Wahrscheinlich packt die Angst auf einmal alle Schafe,

Die Böcke, selbst die Rinder, wollen draußen bleiben.


Wir helfen. Immer stärker klitschts und klatschts hernieder!

Es scheint, daß jetzt die Kühle auch erwache.

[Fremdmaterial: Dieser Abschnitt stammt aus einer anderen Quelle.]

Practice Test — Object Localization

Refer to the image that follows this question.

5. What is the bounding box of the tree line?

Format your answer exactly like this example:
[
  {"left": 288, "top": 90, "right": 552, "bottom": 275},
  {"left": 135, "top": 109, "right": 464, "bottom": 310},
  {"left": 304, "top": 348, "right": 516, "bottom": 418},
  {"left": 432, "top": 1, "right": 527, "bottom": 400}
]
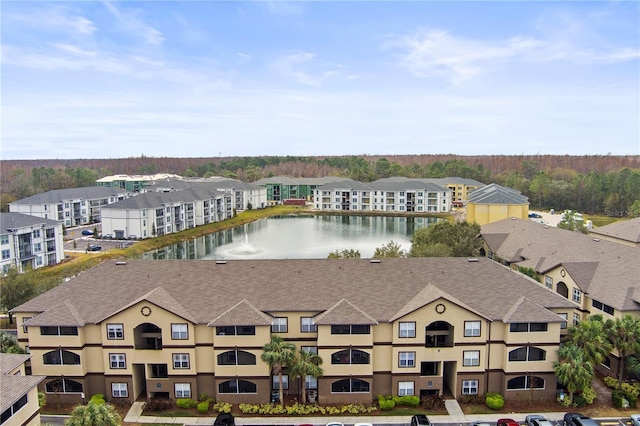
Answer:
[{"left": 0, "top": 155, "right": 640, "bottom": 216}]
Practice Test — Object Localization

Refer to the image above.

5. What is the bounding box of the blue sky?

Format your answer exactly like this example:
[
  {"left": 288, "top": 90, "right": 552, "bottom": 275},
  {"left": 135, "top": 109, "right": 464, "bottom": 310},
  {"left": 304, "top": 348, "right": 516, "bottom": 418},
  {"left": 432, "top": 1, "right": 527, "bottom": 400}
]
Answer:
[{"left": 0, "top": 0, "right": 640, "bottom": 159}]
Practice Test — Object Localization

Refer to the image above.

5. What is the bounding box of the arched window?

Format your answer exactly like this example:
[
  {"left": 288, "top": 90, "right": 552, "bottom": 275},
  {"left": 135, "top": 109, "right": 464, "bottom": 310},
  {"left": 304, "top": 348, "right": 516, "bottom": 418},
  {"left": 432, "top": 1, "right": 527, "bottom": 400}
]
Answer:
[
  {"left": 507, "top": 376, "right": 544, "bottom": 390},
  {"left": 42, "top": 349, "right": 80, "bottom": 365},
  {"left": 45, "top": 379, "right": 82, "bottom": 393},
  {"left": 218, "top": 380, "right": 258, "bottom": 393},
  {"left": 331, "top": 379, "right": 369, "bottom": 393},
  {"left": 218, "top": 350, "right": 256, "bottom": 365},
  {"left": 331, "top": 349, "right": 370, "bottom": 364}
]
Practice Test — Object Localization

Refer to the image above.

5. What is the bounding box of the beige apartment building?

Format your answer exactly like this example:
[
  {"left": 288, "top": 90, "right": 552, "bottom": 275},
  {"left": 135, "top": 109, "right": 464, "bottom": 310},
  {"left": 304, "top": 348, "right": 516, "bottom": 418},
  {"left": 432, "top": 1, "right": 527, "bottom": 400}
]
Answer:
[{"left": 13, "top": 258, "right": 579, "bottom": 404}]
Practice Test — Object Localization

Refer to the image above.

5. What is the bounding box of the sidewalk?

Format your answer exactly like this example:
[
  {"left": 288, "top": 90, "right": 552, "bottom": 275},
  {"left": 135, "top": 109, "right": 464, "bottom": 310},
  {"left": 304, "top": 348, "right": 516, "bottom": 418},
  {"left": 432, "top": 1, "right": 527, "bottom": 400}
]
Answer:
[{"left": 124, "top": 400, "right": 564, "bottom": 426}]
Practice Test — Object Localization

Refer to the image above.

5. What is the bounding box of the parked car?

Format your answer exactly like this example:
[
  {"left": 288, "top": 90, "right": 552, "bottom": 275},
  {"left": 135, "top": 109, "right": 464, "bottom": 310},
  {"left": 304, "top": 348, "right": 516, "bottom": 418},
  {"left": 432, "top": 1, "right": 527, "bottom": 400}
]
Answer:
[
  {"left": 563, "top": 413, "right": 598, "bottom": 426},
  {"left": 497, "top": 419, "right": 520, "bottom": 426},
  {"left": 411, "top": 414, "right": 431, "bottom": 426},
  {"left": 524, "top": 414, "right": 553, "bottom": 426}
]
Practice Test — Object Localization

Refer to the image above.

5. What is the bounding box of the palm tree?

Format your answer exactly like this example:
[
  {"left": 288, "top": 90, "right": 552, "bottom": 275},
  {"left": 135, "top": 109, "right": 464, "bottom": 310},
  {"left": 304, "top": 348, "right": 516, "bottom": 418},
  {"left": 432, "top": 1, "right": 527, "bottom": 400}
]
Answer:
[
  {"left": 290, "top": 349, "right": 324, "bottom": 404},
  {"left": 569, "top": 315, "right": 612, "bottom": 365},
  {"left": 605, "top": 315, "right": 640, "bottom": 389},
  {"left": 553, "top": 342, "right": 594, "bottom": 404},
  {"left": 261, "top": 335, "right": 296, "bottom": 405},
  {"left": 64, "top": 402, "right": 122, "bottom": 426}
]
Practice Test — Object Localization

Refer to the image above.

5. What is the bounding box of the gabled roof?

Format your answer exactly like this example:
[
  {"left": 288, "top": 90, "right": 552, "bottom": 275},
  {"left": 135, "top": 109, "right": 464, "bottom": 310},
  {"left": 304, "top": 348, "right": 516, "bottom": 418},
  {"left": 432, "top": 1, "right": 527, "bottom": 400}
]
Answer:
[
  {"left": 313, "top": 299, "right": 378, "bottom": 325},
  {"left": 467, "top": 183, "right": 529, "bottom": 204},
  {"left": 482, "top": 219, "right": 640, "bottom": 311},
  {"left": 207, "top": 299, "right": 273, "bottom": 327},
  {"left": 0, "top": 213, "right": 60, "bottom": 234},
  {"left": 589, "top": 217, "right": 640, "bottom": 244},
  {"left": 11, "top": 186, "right": 130, "bottom": 204}
]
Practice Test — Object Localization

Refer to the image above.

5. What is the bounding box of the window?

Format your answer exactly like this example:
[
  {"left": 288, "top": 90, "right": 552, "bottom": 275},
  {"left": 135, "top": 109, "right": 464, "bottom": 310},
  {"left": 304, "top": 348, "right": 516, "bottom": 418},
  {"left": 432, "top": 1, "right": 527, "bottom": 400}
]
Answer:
[
  {"left": 176, "top": 383, "right": 191, "bottom": 398},
  {"left": 109, "top": 354, "right": 127, "bottom": 369},
  {"left": 507, "top": 376, "right": 544, "bottom": 390},
  {"left": 111, "top": 383, "right": 129, "bottom": 398},
  {"left": 509, "top": 322, "right": 549, "bottom": 333},
  {"left": 464, "top": 321, "right": 480, "bottom": 337},
  {"left": 216, "top": 325, "right": 256, "bottom": 336},
  {"left": 218, "top": 380, "right": 258, "bottom": 393},
  {"left": 331, "top": 324, "right": 370, "bottom": 334},
  {"left": 271, "top": 374, "right": 289, "bottom": 389},
  {"left": 398, "top": 382, "right": 413, "bottom": 396},
  {"left": 571, "top": 287, "right": 582, "bottom": 303},
  {"left": 462, "top": 351, "right": 480, "bottom": 367},
  {"left": 45, "top": 379, "right": 82, "bottom": 393},
  {"left": 462, "top": 380, "right": 478, "bottom": 395},
  {"left": 331, "top": 379, "right": 369, "bottom": 393},
  {"left": 42, "top": 349, "right": 80, "bottom": 365},
  {"left": 173, "top": 354, "right": 189, "bottom": 370},
  {"left": 271, "top": 317, "right": 287, "bottom": 333},
  {"left": 331, "top": 349, "right": 369, "bottom": 364},
  {"left": 107, "top": 324, "right": 124, "bottom": 340},
  {"left": 171, "top": 324, "right": 189, "bottom": 340},
  {"left": 398, "top": 322, "right": 416, "bottom": 337},
  {"left": 398, "top": 352, "right": 416, "bottom": 367},
  {"left": 218, "top": 349, "right": 256, "bottom": 365},
  {"left": 300, "top": 317, "right": 318, "bottom": 333}
]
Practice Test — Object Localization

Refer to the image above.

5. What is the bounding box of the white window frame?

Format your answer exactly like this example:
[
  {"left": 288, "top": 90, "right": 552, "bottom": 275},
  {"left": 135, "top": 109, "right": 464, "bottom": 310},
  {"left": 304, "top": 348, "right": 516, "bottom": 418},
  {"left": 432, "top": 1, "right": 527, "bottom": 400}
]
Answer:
[
  {"left": 462, "top": 351, "right": 480, "bottom": 367},
  {"left": 398, "top": 382, "right": 415, "bottom": 396},
  {"left": 174, "top": 383, "right": 191, "bottom": 398},
  {"left": 462, "top": 380, "right": 478, "bottom": 395},
  {"left": 398, "top": 321, "right": 416, "bottom": 339},
  {"left": 464, "top": 320, "right": 482, "bottom": 337},
  {"left": 111, "top": 383, "right": 129, "bottom": 398}
]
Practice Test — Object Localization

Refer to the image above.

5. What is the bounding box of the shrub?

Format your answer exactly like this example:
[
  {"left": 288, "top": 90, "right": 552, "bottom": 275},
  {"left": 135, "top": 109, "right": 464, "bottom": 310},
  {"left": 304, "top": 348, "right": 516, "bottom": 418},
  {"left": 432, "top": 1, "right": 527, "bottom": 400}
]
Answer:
[
  {"left": 198, "top": 398, "right": 209, "bottom": 414},
  {"left": 484, "top": 393, "right": 504, "bottom": 410},
  {"left": 176, "top": 398, "right": 198, "bottom": 408},
  {"left": 89, "top": 393, "right": 107, "bottom": 404}
]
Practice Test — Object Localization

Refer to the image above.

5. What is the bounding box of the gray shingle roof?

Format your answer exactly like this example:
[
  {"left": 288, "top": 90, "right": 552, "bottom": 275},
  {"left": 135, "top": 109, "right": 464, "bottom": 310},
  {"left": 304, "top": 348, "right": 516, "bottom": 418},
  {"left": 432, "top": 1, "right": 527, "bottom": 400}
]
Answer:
[
  {"left": 11, "top": 186, "right": 130, "bottom": 204},
  {"left": 482, "top": 219, "right": 640, "bottom": 311},
  {"left": 13, "top": 258, "right": 574, "bottom": 325},
  {"left": 0, "top": 213, "right": 60, "bottom": 234}
]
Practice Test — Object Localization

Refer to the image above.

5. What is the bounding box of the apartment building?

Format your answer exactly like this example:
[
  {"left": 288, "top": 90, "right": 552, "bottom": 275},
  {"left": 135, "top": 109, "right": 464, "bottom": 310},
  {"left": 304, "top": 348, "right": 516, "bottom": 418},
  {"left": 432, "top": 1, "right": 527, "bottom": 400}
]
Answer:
[
  {"left": 0, "top": 213, "right": 64, "bottom": 274},
  {"left": 482, "top": 218, "right": 640, "bottom": 371},
  {"left": 9, "top": 186, "right": 133, "bottom": 226},
  {"left": 102, "top": 186, "right": 234, "bottom": 239},
  {"left": 12, "top": 258, "right": 578, "bottom": 404},
  {"left": 314, "top": 178, "right": 451, "bottom": 213},
  {"left": 0, "top": 353, "right": 45, "bottom": 426}
]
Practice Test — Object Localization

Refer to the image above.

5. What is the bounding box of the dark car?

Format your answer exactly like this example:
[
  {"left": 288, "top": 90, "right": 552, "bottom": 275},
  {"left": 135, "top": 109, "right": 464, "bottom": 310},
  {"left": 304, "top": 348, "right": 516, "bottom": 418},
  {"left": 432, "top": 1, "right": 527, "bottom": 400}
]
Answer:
[
  {"left": 524, "top": 414, "right": 553, "bottom": 426},
  {"left": 213, "top": 413, "right": 236, "bottom": 426},
  {"left": 564, "top": 413, "right": 598, "bottom": 426},
  {"left": 411, "top": 414, "right": 431, "bottom": 426}
]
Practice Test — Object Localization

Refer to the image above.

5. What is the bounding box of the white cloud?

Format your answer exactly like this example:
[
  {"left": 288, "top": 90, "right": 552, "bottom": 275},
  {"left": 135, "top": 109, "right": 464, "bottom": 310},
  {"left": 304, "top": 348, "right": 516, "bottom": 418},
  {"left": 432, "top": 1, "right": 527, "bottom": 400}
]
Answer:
[{"left": 271, "top": 52, "right": 339, "bottom": 87}]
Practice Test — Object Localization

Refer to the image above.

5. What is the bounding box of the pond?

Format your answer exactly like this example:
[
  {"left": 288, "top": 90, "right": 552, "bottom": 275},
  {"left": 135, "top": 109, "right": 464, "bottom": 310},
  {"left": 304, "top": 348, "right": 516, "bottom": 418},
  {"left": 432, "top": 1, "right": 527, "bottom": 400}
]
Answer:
[{"left": 143, "top": 215, "right": 443, "bottom": 260}]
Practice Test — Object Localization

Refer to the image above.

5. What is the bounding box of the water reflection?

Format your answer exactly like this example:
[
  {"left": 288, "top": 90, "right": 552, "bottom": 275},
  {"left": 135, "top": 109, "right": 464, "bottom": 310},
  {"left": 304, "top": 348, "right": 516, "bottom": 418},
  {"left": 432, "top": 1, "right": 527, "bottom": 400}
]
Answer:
[{"left": 143, "top": 215, "right": 442, "bottom": 259}]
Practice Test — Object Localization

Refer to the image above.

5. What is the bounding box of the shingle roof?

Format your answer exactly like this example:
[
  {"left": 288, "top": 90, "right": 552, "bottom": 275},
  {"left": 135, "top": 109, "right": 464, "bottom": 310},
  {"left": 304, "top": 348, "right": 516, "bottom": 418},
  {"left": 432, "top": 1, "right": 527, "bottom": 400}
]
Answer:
[
  {"left": 13, "top": 258, "right": 574, "bottom": 325},
  {"left": 0, "top": 213, "right": 60, "bottom": 234},
  {"left": 590, "top": 217, "right": 640, "bottom": 244},
  {"left": 482, "top": 218, "right": 640, "bottom": 311},
  {"left": 11, "top": 186, "right": 130, "bottom": 204}
]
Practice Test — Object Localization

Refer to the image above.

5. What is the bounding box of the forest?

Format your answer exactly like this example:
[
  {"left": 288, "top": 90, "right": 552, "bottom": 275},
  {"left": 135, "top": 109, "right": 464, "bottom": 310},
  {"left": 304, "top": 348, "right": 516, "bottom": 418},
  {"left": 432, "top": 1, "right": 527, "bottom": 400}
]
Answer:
[{"left": 0, "top": 154, "right": 640, "bottom": 216}]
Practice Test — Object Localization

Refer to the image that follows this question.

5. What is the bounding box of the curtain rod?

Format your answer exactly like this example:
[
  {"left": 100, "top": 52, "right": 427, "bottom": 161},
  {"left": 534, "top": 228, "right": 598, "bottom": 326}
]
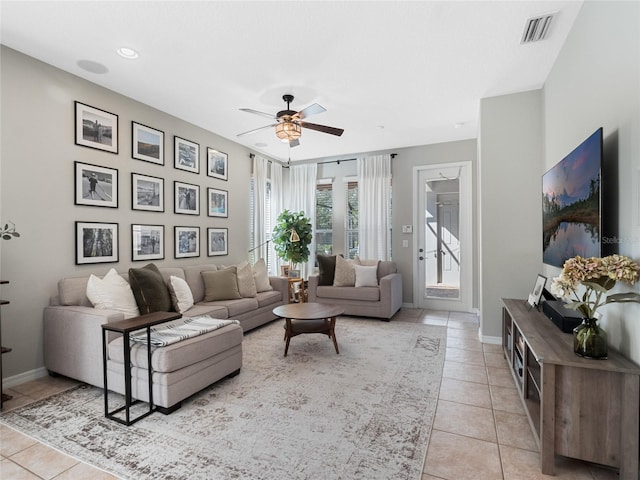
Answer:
[{"left": 249, "top": 153, "right": 398, "bottom": 168}]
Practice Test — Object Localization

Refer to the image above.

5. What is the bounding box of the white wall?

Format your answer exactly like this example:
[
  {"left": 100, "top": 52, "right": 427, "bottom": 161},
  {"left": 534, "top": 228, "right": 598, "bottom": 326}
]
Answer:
[
  {"left": 0, "top": 47, "right": 258, "bottom": 377},
  {"left": 541, "top": 1, "right": 640, "bottom": 363},
  {"left": 478, "top": 90, "right": 543, "bottom": 339}
]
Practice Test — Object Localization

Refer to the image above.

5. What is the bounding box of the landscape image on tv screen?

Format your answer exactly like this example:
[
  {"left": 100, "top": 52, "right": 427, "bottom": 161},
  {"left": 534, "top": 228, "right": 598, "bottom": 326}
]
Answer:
[{"left": 542, "top": 129, "right": 602, "bottom": 267}]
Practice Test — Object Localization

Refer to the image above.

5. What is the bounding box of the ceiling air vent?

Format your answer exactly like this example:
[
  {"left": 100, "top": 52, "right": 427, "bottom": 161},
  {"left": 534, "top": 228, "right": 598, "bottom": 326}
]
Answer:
[{"left": 520, "top": 13, "right": 555, "bottom": 43}]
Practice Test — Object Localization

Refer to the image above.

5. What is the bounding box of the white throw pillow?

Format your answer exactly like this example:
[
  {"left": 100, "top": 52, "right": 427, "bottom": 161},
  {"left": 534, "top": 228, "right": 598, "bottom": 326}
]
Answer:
[
  {"left": 353, "top": 265, "right": 378, "bottom": 287},
  {"left": 333, "top": 255, "right": 360, "bottom": 287},
  {"left": 169, "top": 275, "right": 193, "bottom": 313},
  {"left": 253, "top": 258, "right": 273, "bottom": 292},
  {"left": 236, "top": 262, "right": 258, "bottom": 298},
  {"left": 87, "top": 268, "right": 140, "bottom": 318}
]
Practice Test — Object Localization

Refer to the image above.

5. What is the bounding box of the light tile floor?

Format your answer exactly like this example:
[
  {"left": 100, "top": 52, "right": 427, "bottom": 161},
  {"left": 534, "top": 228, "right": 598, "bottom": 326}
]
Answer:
[{"left": 0, "top": 308, "right": 618, "bottom": 480}]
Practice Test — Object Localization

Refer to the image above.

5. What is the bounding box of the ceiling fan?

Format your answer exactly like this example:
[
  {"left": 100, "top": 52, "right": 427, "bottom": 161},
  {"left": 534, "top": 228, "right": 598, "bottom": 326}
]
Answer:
[{"left": 238, "top": 94, "right": 344, "bottom": 147}]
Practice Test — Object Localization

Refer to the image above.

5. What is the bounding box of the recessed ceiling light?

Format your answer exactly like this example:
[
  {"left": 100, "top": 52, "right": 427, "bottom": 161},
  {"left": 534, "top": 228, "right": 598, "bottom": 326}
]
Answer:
[{"left": 116, "top": 47, "right": 140, "bottom": 60}]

Die Feuchtigkeit dringt schnell und stark in meine Glieder.

Ich stehe bis zum Knie in einem kalten Bache.
[259]

Ich trachte mich bereits an Ästen anzuklammern.

Ein Wolkenbruch ist irgendwo herabgegangen.

Ich höre Thiergebrüll und Einzelstimmen jammern.

Ich fange selber an, ums Eigenheil zu bangen.


Was kann man da im Wasserwirbel wirklich machen!

Ists besser in den Bachen hin und her zu schwimmen?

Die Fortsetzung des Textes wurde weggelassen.